On our 2008 Chausson the sealer that joins the side panel to the roof has turned black and not nice,
I intend to cut it flush with the trim and reseal with sealer.

What sealer do I use?

Do I use Sikaflex which is an adhesive sealer, or is there a sealer that is specific for this type of joint?

regards

Jerry


----------



## MikeCo (Jan 26, 2008)

I would think twice about cutting away any sealant , have you tried cleaning it at all.

Mike


----------



## VanFlair (Nov 21, 2009)

Hi Jerry

Mine was looking a bit unsightly as well and was coming away in places so I cut out just the bead not right back into the joint, I then re-beaded with a Sudaflex adhesive sealer, it goes a bit yellow with time but so does Sikalex and most others from what I can tell including the ones that say they dont.

One thing to look for is ease of application and final clean up ideally you get it on in one bead without touching but if you can you are better than me. I put a nice bead of Sudaflex in and then ran over it with the head of a screw to give a nice round profile, anything that overspilled I left for a couple oh hours and then removed with my fingernails or plastic scraper finally cleaning up with white spirit.

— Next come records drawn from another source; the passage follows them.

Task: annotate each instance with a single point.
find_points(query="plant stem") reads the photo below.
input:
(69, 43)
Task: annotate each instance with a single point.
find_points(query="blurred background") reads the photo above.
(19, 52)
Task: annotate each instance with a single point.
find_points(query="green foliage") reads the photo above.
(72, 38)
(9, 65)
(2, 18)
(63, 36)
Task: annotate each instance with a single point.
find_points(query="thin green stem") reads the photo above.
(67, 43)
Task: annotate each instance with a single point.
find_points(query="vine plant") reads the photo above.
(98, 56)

Fairly tidy job I think but as I say goes slightly yellow, I used Dekaseal to stick the solar panel feet down and tried a bit of that on the trim but that also goes yellowish (cream really) and not sure what the proper clean up agent is for this.

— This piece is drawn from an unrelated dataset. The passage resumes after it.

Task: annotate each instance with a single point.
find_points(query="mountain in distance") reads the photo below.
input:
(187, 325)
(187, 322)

Reading your post again side panel to roof so do you even see it, if not cleaning up etc is not the big problem.



Martin


----------



## Dooney (Feb 8, 2008)

pictures of what I mean


----------



## sideways (Jun 2, 2008)

Its because they havnt used a non fungicide sealer i cleaned all mine with turps but its all come back again a year later.


----------



## DTPCHEMICALS (Jul 24, 2006)

A rub with white spirit.
Dave p


----------



## JockandRita (Jun 1, 2005)

Hymer use Korapop, which is what I bought when having the front and rear roof seals renewed. It certainly hasn't gone yellow over the past two years.
Kommerling UK will be able to point you to your nearest stockist.

HTH,

Jock.


----------



## JockandRita (Jun 1, 2005)

I forgot to add, that more recently on another area (rain gutter), I used Wurth Bond and Seal, and will be using the same for renewing a couple of solar panel brackets, although I cannot comment on any discolouration of the whiteness yet.

Again, HTH.

Jock.


----------